Do you have a home where people stop by unexpected?

How do you feel about that? Do you wish people stopped by more or does it really fluster you when they do? Are you limited geographically or do others now know you do not want unannounced visits? If it bothers you when people stop by unannounced, why is that?

Let me ask you one more question. If you enjoy your home and it’s a place you want to be, are you prepared for the opportunity to welcome others to it? Sometimes that opportunity provides plenty of time to plan and sometimes it presents itself spur-of-the-moment. Are you prepared when it is more last minute? Do you want to be?

I remember back to my lifestyle in college. Granted, funds and privacy were low and youthful ambition high. But I remember how easy it was to welcome others into our living situation. “Come join the fun, we’re glad you’re here! We’re having tomato soup and grilled cheese for dinner! Join us!” Great conversations happened around the dinner table nightly with everyone from our Shakespeare professor to some future husbands. We decorated with whatever we had and cleaned college style. Life was good; hospitality easy.

But more than that, because my roommates and I were “family” at the time and creating a home with each other, it spilled over to others.

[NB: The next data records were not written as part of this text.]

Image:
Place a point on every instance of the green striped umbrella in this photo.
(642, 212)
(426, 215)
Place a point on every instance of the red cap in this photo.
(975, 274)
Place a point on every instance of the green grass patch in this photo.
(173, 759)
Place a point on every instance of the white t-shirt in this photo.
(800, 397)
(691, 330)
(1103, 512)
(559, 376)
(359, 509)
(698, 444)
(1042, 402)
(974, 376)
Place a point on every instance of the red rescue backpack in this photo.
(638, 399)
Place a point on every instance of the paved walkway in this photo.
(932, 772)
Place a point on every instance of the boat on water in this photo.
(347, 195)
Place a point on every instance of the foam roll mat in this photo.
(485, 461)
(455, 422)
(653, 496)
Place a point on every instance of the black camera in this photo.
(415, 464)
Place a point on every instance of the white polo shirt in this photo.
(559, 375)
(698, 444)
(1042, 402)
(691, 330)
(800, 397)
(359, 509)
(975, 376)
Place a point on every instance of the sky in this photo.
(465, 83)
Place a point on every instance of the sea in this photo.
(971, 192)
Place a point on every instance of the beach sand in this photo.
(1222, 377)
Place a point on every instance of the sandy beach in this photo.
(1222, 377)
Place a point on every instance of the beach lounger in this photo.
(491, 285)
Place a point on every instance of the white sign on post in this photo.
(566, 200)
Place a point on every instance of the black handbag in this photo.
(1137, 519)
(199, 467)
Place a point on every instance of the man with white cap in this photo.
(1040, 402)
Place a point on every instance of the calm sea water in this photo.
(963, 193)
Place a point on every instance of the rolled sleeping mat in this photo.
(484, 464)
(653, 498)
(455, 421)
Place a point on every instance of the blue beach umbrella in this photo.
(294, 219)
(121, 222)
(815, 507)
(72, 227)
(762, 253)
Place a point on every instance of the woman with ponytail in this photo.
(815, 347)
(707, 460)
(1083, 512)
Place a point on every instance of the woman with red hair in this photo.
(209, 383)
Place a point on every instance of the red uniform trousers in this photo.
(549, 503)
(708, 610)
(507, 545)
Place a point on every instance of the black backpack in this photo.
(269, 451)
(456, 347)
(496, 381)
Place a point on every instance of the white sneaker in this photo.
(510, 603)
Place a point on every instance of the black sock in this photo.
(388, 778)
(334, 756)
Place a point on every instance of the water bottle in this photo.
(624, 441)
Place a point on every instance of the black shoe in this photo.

In college, this meant many meals, study-time, and long talks together. Now, in this life season, it means creating a home where children can flourish safely and hard-working parents can take a break. And because I work hard on this for the five of us, it’s much easier to extend it to others.

There are many tangible ways to extend hospitality to others spontaneously. I’ve written before about How To Build Your Tea Party Pantry, describing what you need for the impromptu afternoon tea with a few friends. I am also further inspired this Christmas by one of Allison’s suggestions:

Organize a vintage hospitality table. Choose a sideboard and pile it with vintage saucers holding candy canes, tiny teaspoon’s and fir-cones. Put baubles and those scrumptiously wrapped amoretti on three tiered cake stands. Wrap linen napkins in velvet ribbon and lay them on a stack of your favorite plates, next to a small plate of sugar dusted mince pies. Fill jars with mini gingerbread men, biscotti and star shaped biscuits. Add glasses, a choice bottle of something Christmassy, a few emergency wrapped bottles or gifts, some kids Christmas chocolate, and a few whimsical decorations, some fruit, dried fruit and nuts- and voila you have a table of scrumptious offerings for everyone from your milk man to your next-door neighbor…


Like my tea corner, it’s in process. I’ve started by wrapping up a few simple gifts and polishing the silver. Can’t lay out treats early so the children aren’t too tempted to sneak or bug me for snitches. But this morning, when we attended our last co-op class for this semester, I told my daughter she could go pick out presents for her teachers as a thank-you. She delights in giving gifts, and I loved being prepared.